Dominic's Child Page 8
“It never occurred to me that you were. On the other hand, if you hadn’t been so bloody-minded about trying to wriggle out of marrying me, we could have spent the past hour discussing the very things you’re harping on about. Now I really have to get a move on. Have a nice afternoon.”
Talk about being summarily dismissed! Resentfully, Sophie watched his long-legged stride carry him outside and into the black Jaguar, and decided that they were in for a very rough ride indeed if this was how he intended to approach their marriage.
Her mother had gone to considerable trouble to make the evening festive. She’d put champagne on ice, and candles and bowls of flowers were everywhere in the apartment: tulips and freesia on the living room coffee table, roses in the dining alcove, and even a little crystal vase of Devon violets in the powder room.
Her father, although warm enough in his greeting, seemed a little more reserved in his pleasure. “So this is the man who’s swept my daughter off her feet,” he remarked, sizing Dominic up. “Well, although I must congratulate you on your good taste, I admit I’m a bit bowled over. It strikes me you’ve arrived at this decision rather suddenly.”
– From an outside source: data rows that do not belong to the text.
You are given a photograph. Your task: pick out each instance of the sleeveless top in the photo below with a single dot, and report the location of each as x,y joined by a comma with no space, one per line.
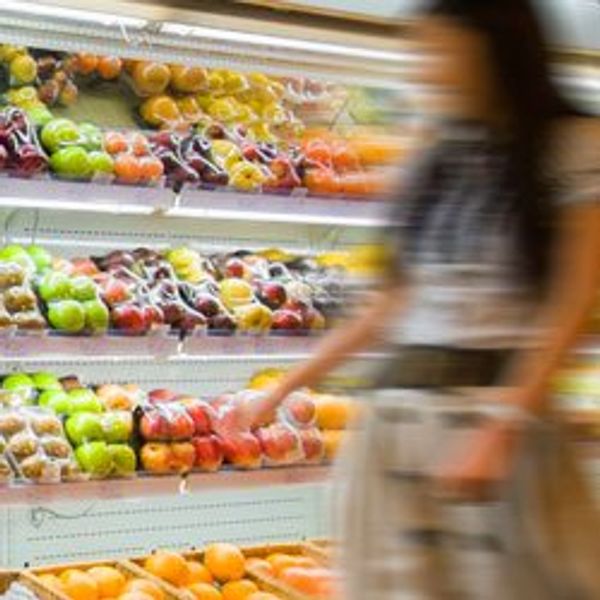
461,254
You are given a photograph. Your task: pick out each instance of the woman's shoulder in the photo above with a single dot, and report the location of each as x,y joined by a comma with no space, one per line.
574,160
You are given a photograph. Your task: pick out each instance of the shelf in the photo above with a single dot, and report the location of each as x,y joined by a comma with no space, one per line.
144,486
52,194
273,208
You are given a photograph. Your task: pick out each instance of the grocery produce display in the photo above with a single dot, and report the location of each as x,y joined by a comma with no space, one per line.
221,571
135,291
54,429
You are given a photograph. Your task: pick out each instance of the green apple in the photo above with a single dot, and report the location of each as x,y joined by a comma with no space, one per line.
97,316
82,288
56,400
67,315
123,458
46,381
54,286
41,257
84,427
84,400
102,162
72,162
18,381
58,133
92,136
18,254
117,427
95,458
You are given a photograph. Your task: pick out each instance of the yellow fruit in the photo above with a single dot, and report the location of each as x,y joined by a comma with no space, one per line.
225,561
198,573
78,585
144,586
170,566
238,590
205,591
110,581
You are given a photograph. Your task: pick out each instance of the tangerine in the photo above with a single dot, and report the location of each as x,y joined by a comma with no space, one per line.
204,591
225,561
110,581
170,566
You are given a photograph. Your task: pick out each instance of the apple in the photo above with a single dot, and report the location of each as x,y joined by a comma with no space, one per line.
183,457
287,320
118,427
84,400
279,443
272,293
154,426
95,458
242,450
129,318
123,458
312,444
54,286
300,408
181,425
209,452
156,457
253,318
84,427
201,413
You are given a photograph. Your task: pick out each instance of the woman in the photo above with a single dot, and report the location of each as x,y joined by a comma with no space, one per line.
495,271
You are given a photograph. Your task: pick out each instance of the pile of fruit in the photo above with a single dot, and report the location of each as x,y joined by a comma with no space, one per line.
112,430
133,292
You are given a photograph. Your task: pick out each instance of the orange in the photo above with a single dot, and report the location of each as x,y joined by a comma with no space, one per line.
279,562
52,582
260,565
110,581
109,67
78,585
115,142
145,586
225,561
205,591
198,573
239,590
128,168
170,566
87,63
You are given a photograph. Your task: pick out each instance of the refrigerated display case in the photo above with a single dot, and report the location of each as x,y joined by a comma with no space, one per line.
343,91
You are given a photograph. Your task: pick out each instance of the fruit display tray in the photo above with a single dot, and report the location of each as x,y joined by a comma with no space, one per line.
31,579
145,486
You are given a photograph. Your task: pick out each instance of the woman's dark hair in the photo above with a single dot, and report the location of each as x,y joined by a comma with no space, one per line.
532,103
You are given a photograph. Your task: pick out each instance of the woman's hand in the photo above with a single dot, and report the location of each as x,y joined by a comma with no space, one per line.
482,464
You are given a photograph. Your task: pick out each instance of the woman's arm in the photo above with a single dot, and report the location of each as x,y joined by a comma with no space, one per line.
574,291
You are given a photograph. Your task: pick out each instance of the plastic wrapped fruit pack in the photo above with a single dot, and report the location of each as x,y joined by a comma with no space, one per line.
36,445
18,302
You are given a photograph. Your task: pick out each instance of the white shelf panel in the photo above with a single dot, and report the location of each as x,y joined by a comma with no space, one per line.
144,486
272,208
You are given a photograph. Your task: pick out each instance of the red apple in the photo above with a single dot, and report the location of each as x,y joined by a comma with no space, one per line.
312,444
156,458
201,413
287,320
209,452
129,318
154,426
183,457
272,293
242,450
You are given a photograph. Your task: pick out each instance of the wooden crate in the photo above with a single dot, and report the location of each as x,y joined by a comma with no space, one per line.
31,579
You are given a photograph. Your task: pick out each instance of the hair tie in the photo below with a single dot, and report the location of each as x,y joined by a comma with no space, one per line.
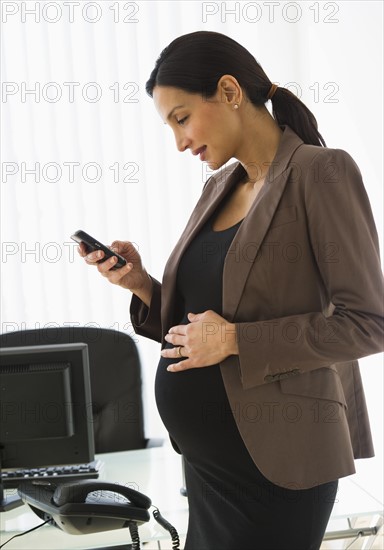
272,90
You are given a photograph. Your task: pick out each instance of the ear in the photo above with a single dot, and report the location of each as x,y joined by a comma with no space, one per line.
229,90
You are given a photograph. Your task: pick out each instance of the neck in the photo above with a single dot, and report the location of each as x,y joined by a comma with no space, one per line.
259,144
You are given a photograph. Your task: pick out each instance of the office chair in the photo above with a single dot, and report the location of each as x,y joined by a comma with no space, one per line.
116,387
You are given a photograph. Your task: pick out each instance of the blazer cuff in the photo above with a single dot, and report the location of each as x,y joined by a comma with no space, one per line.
146,321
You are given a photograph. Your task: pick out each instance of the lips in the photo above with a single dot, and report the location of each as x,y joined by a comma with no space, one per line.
200,151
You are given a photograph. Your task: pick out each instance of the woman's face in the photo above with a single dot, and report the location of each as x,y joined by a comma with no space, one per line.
209,128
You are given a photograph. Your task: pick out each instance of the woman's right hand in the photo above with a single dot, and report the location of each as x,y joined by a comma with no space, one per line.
132,276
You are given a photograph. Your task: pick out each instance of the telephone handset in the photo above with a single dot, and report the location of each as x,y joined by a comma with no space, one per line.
86,506
90,506
82,491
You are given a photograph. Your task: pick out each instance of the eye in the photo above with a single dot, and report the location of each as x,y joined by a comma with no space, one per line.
182,120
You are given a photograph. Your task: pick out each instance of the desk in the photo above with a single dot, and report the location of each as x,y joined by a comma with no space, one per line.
157,473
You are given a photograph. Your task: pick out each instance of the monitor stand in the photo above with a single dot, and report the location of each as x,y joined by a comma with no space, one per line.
8,502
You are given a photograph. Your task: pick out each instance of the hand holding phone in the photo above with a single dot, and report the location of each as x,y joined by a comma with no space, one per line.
92,244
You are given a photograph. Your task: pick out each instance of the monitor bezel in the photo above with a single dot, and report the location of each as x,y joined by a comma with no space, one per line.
76,449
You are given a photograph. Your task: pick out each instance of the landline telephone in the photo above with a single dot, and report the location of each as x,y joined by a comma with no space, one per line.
91,506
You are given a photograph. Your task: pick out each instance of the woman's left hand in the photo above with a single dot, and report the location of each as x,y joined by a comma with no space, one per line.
205,341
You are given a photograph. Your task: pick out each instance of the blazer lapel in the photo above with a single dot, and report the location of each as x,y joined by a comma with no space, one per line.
248,239
253,228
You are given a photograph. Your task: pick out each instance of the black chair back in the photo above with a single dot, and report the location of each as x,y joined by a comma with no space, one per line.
116,386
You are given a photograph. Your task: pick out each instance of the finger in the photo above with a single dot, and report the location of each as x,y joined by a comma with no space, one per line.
94,257
176,339
180,366
176,352
178,329
114,276
81,249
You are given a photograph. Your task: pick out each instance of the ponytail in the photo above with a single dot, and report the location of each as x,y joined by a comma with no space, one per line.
288,109
195,62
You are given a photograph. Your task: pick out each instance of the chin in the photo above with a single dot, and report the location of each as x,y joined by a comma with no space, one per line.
215,165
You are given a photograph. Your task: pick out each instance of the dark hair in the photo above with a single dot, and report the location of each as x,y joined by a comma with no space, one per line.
195,62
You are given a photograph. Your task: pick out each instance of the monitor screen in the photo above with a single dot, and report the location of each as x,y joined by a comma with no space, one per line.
45,406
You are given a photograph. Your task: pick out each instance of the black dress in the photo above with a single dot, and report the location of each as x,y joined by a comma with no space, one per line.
232,506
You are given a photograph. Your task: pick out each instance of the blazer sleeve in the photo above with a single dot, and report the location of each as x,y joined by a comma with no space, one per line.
146,321
338,213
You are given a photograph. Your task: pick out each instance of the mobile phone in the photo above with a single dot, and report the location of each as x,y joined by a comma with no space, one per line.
93,244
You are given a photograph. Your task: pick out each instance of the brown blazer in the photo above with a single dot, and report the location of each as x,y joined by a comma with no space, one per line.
303,283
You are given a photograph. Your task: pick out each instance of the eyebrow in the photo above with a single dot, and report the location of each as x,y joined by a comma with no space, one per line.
174,109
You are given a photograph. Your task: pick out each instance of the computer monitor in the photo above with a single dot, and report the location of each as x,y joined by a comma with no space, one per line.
45,406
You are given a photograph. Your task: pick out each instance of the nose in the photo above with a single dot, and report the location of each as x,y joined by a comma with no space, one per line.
182,142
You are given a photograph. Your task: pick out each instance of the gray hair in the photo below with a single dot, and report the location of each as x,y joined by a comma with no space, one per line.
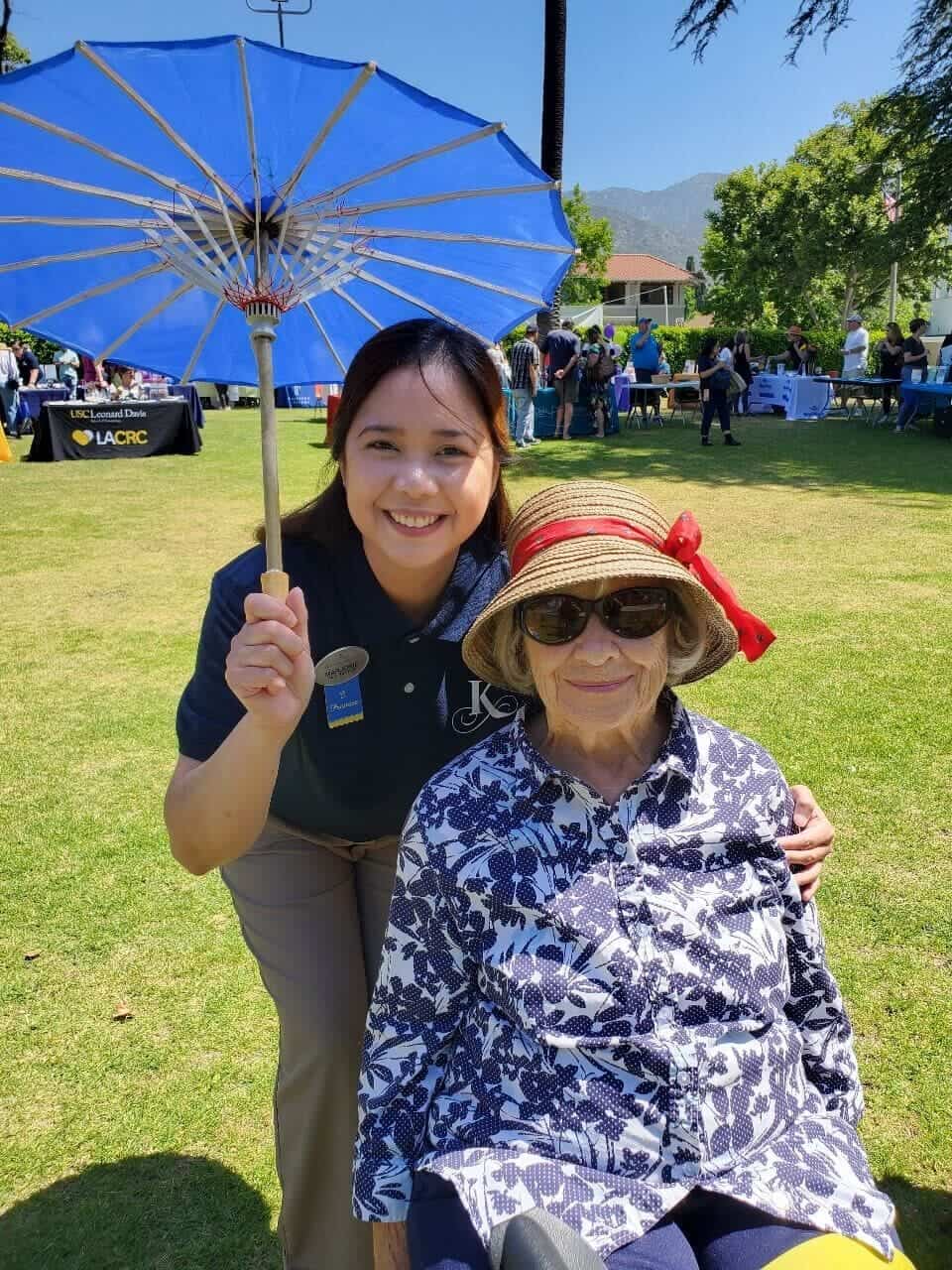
685,644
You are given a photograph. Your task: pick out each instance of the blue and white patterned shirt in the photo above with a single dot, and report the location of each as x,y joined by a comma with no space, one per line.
595,1008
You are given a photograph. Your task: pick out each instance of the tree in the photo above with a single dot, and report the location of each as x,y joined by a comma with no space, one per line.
593,235
916,112
12,51
702,21
811,239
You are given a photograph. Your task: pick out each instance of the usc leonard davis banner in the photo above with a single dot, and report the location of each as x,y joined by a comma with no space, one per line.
113,430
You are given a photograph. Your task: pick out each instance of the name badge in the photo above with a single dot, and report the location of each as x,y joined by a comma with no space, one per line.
339,675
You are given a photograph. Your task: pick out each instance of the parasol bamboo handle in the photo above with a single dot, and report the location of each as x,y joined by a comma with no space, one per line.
276,583
275,580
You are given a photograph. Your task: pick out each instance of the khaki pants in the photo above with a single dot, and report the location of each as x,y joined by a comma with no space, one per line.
313,912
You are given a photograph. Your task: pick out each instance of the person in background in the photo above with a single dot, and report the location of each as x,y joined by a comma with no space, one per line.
914,359
598,377
856,353
28,363
498,357
525,362
890,349
946,356
9,391
743,367
643,354
715,380
563,350
856,348
798,350
67,365
125,386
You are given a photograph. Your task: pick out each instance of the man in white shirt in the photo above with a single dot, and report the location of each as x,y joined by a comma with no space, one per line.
856,348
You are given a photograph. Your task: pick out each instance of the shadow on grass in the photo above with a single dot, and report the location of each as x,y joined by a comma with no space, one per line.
146,1213
924,1222
834,454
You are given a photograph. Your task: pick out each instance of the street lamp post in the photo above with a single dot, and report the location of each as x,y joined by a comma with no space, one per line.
282,8
893,213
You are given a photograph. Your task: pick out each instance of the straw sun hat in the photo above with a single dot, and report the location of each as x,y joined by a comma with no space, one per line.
592,531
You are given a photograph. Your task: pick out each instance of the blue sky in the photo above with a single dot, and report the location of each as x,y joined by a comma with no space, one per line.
636,113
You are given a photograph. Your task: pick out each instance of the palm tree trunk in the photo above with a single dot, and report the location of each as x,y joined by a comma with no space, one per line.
553,100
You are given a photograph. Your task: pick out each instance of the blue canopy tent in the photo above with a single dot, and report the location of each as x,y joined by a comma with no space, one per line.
167,193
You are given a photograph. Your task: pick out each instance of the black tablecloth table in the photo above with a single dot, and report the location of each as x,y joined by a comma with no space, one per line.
190,393
113,430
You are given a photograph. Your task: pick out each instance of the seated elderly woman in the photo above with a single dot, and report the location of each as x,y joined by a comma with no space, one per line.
601,992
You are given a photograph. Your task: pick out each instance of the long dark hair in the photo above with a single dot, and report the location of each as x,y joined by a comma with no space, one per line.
420,341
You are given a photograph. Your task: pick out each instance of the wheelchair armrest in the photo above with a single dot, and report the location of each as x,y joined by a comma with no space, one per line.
538,1241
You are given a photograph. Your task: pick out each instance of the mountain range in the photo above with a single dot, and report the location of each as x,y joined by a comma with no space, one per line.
666,222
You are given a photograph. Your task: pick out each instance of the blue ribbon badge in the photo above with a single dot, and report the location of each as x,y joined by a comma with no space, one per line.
339,674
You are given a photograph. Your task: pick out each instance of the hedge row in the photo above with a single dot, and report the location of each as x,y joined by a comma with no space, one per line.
683,343
41,347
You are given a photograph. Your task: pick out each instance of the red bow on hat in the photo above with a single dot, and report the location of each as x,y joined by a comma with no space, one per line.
754,636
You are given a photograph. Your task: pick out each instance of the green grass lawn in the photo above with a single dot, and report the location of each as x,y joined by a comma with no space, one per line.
146,1143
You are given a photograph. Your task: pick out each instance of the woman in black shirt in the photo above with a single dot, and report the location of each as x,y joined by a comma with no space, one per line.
914,358
715,380
742,365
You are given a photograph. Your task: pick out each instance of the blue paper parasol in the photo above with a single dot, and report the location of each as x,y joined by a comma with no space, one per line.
155,195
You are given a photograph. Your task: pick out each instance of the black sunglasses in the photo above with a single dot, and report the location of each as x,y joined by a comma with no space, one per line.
634,612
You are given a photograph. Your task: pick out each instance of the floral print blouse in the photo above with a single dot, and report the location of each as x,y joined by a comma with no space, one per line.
595,1008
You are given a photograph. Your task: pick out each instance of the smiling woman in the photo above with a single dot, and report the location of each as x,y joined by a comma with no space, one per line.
298,793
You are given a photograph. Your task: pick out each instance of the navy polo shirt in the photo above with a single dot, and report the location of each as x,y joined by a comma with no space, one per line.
421,705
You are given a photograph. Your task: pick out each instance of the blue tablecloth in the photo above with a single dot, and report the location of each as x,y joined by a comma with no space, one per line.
800,397
32,402
546,403
928,394
298,395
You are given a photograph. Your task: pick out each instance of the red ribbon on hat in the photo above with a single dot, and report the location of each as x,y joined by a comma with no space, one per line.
754,636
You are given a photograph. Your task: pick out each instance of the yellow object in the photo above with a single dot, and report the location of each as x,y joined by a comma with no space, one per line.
837,1252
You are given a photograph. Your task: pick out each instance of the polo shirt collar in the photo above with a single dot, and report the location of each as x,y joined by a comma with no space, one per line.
375,619
676,758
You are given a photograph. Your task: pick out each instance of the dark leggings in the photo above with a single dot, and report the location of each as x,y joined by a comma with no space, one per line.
716,400
705,1229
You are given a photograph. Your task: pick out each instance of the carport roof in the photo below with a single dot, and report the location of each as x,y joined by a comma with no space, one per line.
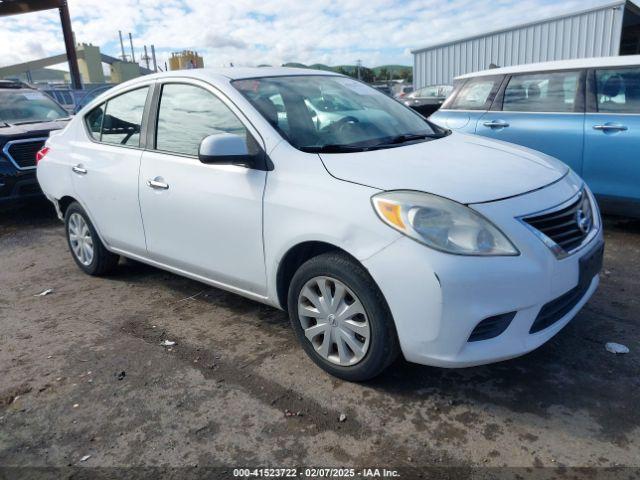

The beginnings of a blush warmed Sophie’s cheeks. Aware of her father’s glance swinging toward her, she busied herself helping her mother pass around slender flutes of champagne.
“I think I took Sophie by surprise, too,” Dominic agreed, neatly evading any sort of explanation for the unexpectedness of his proposal. “But when the time is right, there’s not much point in postponing, is there?”
“As long as you’re both sure you know what you’re doing, I suppose not,” her father admitted doubtfully. “Sophie’s old enough to make up her own mind, and it’s not as if there’s any big rush to set a wedding date.”
The flush that Sophie had just about brought under control flared up again. Noticing, Dominic relieved her of the glass she was about to offer him and slid an arm around her shoulders. “Call me an anxious bridegroom if you like, Mr. Casson, but I don’t want to wait a day longer than I have to to make Sophie my wife,” he said, gazing with every appearance of besotted adoration into her eyes.
“I see,” her father said, plainly not seeing at all. “So when’s it going to be, Sophie?”
She would have loved to land Dominic in the thick of things and say, Don’t ask me. I’m only the bride and haven’t been told yet, but all that would have done was worry her parents. “Well,” she hedged, “we... um, we thought some time around...um...”
“The first Saturday in March,” Dominic supplied.
Her mother gasped. “But that’s less than four weeks away!”
Sophie saw the sharpened speculation in her father’s eyes and her cheeks burned. She swallowed twice, knowing full well she looked like a guilty child found with her fingers in the cookie jar.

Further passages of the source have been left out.